Bizav manufacturing jobs continue to move south
Eighteen years ago, Presidential candidate Ross Perot referred to “a giant sucking sound” of U.S. jobs moving south to Mexico. According to union officials in Wichita, “the air capital of the world,” that sucking sound is as real today as it was in 1992, and Mexico appears to remain the destination of choice.
The movement of manufacturing jobs from the U.S. began in earnest in the 1980s when the automobile industry began looking for ways to reduce costs and “discovered” Mexico. More recently, Mexico has discovered the aerospace industry and worked at luring jobs south.

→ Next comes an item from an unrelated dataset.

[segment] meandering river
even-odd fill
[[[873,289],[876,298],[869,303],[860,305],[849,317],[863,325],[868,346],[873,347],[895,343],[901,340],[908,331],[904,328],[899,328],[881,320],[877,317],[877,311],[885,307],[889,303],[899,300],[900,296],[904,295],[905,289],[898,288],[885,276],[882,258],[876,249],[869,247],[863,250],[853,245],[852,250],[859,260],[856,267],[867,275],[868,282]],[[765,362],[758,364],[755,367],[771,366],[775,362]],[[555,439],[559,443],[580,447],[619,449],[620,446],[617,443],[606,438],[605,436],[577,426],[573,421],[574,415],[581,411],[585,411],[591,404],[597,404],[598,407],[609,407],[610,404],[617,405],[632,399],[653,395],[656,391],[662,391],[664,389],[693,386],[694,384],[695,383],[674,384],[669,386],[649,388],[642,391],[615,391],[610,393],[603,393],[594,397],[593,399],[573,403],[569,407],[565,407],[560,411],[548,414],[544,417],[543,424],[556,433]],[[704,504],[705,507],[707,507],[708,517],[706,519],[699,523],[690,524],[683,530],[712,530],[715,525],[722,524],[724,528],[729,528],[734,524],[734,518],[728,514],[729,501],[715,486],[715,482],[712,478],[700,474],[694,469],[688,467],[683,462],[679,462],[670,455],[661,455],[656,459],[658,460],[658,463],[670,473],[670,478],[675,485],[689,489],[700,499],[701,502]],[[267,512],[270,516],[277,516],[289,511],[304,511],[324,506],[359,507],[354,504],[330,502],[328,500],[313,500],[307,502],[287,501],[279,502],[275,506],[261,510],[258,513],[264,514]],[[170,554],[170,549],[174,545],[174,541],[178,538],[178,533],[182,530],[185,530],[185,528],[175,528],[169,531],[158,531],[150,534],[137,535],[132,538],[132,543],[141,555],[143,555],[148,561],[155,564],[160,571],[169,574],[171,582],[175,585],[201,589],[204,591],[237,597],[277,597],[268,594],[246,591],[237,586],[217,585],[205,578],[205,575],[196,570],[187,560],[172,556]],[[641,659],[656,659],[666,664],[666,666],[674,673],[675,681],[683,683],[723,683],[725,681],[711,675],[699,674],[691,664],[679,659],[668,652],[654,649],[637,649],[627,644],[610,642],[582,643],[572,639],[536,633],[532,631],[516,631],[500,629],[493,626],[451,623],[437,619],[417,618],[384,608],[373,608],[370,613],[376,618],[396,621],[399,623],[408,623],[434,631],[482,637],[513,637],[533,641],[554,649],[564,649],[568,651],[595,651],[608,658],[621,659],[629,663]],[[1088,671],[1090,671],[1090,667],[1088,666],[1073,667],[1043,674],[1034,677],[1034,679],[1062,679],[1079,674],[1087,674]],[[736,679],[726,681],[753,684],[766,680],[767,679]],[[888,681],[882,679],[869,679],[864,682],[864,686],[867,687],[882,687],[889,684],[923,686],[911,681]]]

By 2006, the Mexican government had agreed to a zero-percent import duty on aerospace components and in 2007 signed a bilateral aviation safety agreement. The move allows aerospace companies in Mexico to certify aerospace designs and components in compliance with FAA regulatory standards.
Mexican universities soon detected the market shift, and today local universities in five of the country’s aerospace manufacturing centers are developing programs to train students for jobs in that sector. Just last year the National Aeronautic University, which opened in Querétaro in 2007, broke ground for a new campus.
Some Mexican students are even coming north. Twenty students from Mexico are now enrolled in New Mexico State University’s aerospace program in Las Cruces. Whether they will stay in the U.S. to work in the aerospace industry or return to Mexico remains to be seen.